I didn't attend the South By Southwest convention, but apparently there was a panel about vinyl making a return.
Time recently did a feature on the possible comeback of vinyl. It's interesting to me that, as technology improved, sound quality decreased. CDs don't sound as good as LPs (although they do sound better than tapes), and MP3s don't sound as good as CDs. But when CDs took over, record labels made hundreds of millions of dollars, selling people music they already had in a different format. The first wave of CD reissues of music from the vinyl and cassette eras were done so hastily, and not well mastered, which led to "remastered" versions of the same albums (often with extra tracks and expanded liner notes). Then, once people realized they could start taking the music for free from napster or limewire or whatever, they felt justified in doing so.
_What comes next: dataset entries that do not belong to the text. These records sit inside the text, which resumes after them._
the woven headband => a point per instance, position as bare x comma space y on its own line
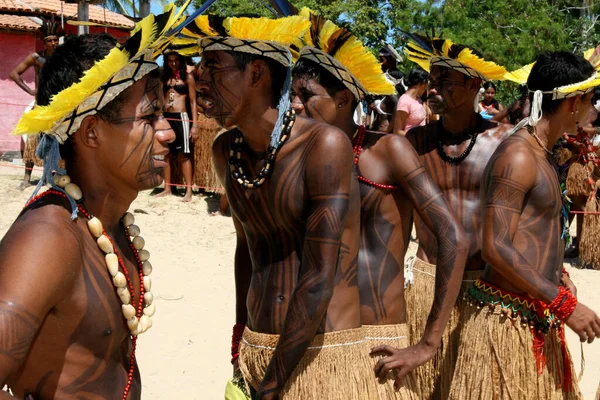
337, 69
447, 62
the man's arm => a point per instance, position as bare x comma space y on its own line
328, 174
192, 97
19, 70
32, 281
428, 201
509, 177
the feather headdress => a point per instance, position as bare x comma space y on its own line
122, 67
428, 52
187, 43
521, 75
273, 38
50, 27
343, 55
Anyway, it will be interesting to see how far the record labels take the vinyl thing. Of the record stores that remain, probably few or none will be able to re-equip thier stores for vinyl. And that's presuming that the public would buy into vinyl in 2008 (which would, in most cases, require the purchase of not just a turntable, but a rack stereo to play it through).
Not to mention that reissuing music recorded over the past decade and a half would be pretty useless: if something was recorded digitally, you can't make it sound better just by putting it on an analog format (vinyl). And I wonder what they're thinking of charging for LPs: $17.99?
Still, I'd love the chance to get some good sounding unscratched records of stuff originally recorded in analog - but only for a sane price.
Wednesday, April 2, 2008
Subscribe to:
Post Comments (Atom)
1 comment:
I think it has a lot to do with CDs being mastered for loudness, which they can't do with vinyl without cutting through a previous groove on the platter. In that sense, and due to that limitation, vinyl is better. In the rice krispies sense, it's not.